Post by Nydia Tisdale » June 30th, 2017, 12:00 pm

The courthouse and the courtroom belong the people. It is the people’s house. It is a public space.

Proposed amendments to Rule 22 — controlling cameras in the courtroom — could compromise access to justice.

With the proposed changes to Rule 22 — if the judge isn’t seated on the bench — then the media could be held in contempt of court and go to jail for taking photos in the courtroom after a hearing.

Courts should remain open and accessible to the public, and recording should be allowed inside the courtroom — regardless of whether or not the judge is seated at the bench.

I try to capture on camera the hugs and handshakes — the greetings and farewells — before and after public events so viewers feel like they were actually there. The proposed amendment to Rule 22 would preclude that by the following:

  • (l) Prohibitions.

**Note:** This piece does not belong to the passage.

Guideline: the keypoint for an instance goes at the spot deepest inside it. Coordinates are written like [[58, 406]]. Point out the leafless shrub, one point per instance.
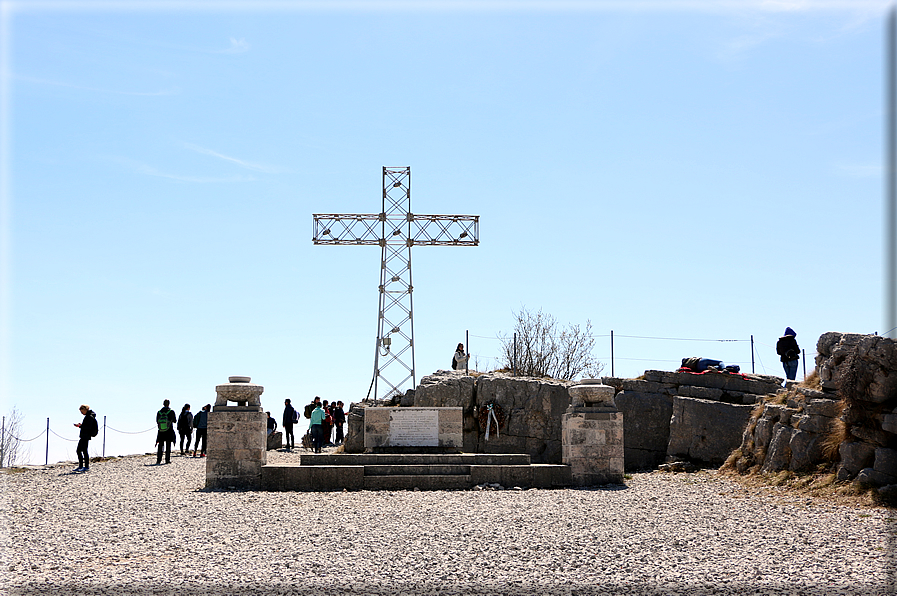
[[538, 348], [12, 449]]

The following uses of recording devices are prohibited:

    (1) No use of recording devices while the judge is off the bench: A person may use a recording
    device in a courtroom only when the judge is on the bench, and use of a recording device must
    terminate when the judge leaves the bench except for celebratory or ceremonial proceedings as
    provided in subsection (f) of this rule.


Image
Citizen journalist Nydia Tisdale video records the trial of the City of Roswell Mayor Jere Wood in the Superior Court of Fulton County on Monday, May 8, 2017. The Sony HD prosumer camcorder mounted atop a six-foot-tall Manfrotto tripod — purchased from B&H Photo Video in New York City — shoots over passersby. Photo courtesy of Benjamin Watson.


Following are a series of related articles about recording in courtrooms.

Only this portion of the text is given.